Regulatory and Pharmacovigillance Intern

Regulatory & Pharmacovigilance Intern
Clinical, Medical & Regulatory
Jakarta, Indonesia

Join Novo Nordisk Indonesia as a Regulatory Affairs (RA) & Pharmacovigilance (PV) Intern and support our team in preparing regulatory submissions, engaging with local health authorities, and monitoring medicine safety. You’ll gain exposure to global standards, patient access initiatives, and cross-functional collaboration in a dynamic and purpose-driven environment.

Your new role
The internship opportunity will give you the opportunity to develop skills sets that will be beneficial to your future career growth such as regulatory submission, ensuring safety and compliance of medicine. Our team is small, close-knit, agile, fun, and highly motivated, passionate about driving change for patients. As a Regulatory & Pharmacovigilance Intern you will:

• Prepare and submit regulatory affairs (RA) documents for BPOM and pharmacovigilance (PV).
• Ensure 100% compliance with timeline submissions for RA and PV.
• Provide administrative support for monitoring and reporting (M&R) projects.
• Internship duration: 5 January 2026 – 31 July 2026.
• Working hours Monday to Friday, 9am – 5pm (inclusive of lunch hour).
• Location: Jakarta, Indonesia.
• Internship allowance will be given.

Your new department
You will be joining the Clinical, Medical & Regulatory department at Novo Nordisk. This dynamic team is dedicated to ensuring regulatory compliance for new products and product amendments, safeguarding patient safety, and maintaining our license to operate. The Regulatory Affairs function focuses on gaining regulatory approval for clinical trials, new drugs, devices, and digital health solutions, while also shaping future regulatory frameworks through collaboration with health authorities and policymakers. The Safety Pharmacovigilance function ensures the safety of our medicines, collecting and analysing safety data, and addressing any product safety issues. 

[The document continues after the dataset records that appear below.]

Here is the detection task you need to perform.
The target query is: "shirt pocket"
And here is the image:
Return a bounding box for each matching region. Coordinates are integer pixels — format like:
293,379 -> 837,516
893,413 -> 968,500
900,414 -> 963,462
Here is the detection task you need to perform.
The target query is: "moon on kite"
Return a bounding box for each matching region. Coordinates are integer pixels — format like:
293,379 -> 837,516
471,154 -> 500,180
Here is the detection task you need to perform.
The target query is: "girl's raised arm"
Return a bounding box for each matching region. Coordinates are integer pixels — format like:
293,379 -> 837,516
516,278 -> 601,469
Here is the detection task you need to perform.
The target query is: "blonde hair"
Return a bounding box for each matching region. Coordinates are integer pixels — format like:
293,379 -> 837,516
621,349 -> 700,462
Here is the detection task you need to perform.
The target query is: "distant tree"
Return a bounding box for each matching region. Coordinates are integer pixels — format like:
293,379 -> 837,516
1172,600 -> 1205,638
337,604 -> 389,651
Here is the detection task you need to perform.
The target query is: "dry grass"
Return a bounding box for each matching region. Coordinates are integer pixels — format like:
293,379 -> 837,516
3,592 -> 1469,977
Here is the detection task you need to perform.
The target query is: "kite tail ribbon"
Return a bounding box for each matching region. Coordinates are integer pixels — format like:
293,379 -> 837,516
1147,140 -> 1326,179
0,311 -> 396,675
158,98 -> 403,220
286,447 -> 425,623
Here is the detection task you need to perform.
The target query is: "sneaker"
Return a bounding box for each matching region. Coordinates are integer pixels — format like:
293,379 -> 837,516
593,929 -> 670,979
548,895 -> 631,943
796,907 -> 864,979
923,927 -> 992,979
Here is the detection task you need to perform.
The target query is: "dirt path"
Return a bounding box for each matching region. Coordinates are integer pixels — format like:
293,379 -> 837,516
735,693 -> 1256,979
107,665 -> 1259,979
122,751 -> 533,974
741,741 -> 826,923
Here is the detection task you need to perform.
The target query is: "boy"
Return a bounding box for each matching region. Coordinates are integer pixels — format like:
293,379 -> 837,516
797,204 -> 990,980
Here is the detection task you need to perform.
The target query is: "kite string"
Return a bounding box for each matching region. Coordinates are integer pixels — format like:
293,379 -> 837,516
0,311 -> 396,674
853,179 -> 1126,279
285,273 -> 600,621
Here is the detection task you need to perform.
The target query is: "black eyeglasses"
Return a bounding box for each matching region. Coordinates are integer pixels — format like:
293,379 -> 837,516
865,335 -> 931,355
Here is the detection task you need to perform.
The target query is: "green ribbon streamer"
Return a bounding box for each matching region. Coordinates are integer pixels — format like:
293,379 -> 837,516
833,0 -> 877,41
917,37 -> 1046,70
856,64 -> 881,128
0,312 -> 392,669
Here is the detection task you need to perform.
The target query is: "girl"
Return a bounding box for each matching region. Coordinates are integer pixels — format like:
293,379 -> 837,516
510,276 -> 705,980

Your skills & qualifications
To succeed in this role, we are looking for candidates with the following qualifications:

• Recent graduate from pharmacy.
• Strong in project management skills.
• An open-minded and collaborative mindset. 
• Interest or experience in regulatory affairs and pharmacovigilance. 
• Proficiency in Microsoft environment. You will be guided on internal systems throughout the internship. 

Working at Novo Nordisk 
Every day we seek the solutions that defeat serious chronic diseases. To do this, we approach our work with an unconventional spirit, a rare determination and a constant curiosity. For over 100 years this unordinary mindset has seen us build a company unlike any other. One where a collective passion for our purpose, mutual respect and a willingness to go beyond what we know delivers extraordinary results.
 
Deadline
24 November 2025. Applications are reviewed on an ongoing basis, and the position may be closed before the deadline.

Novo Nordisk is currently in the process of adjusting job titles globally. Please note that the job title listed in this advertisement may be subject to change. More detailed information will be provided during the recruitment process.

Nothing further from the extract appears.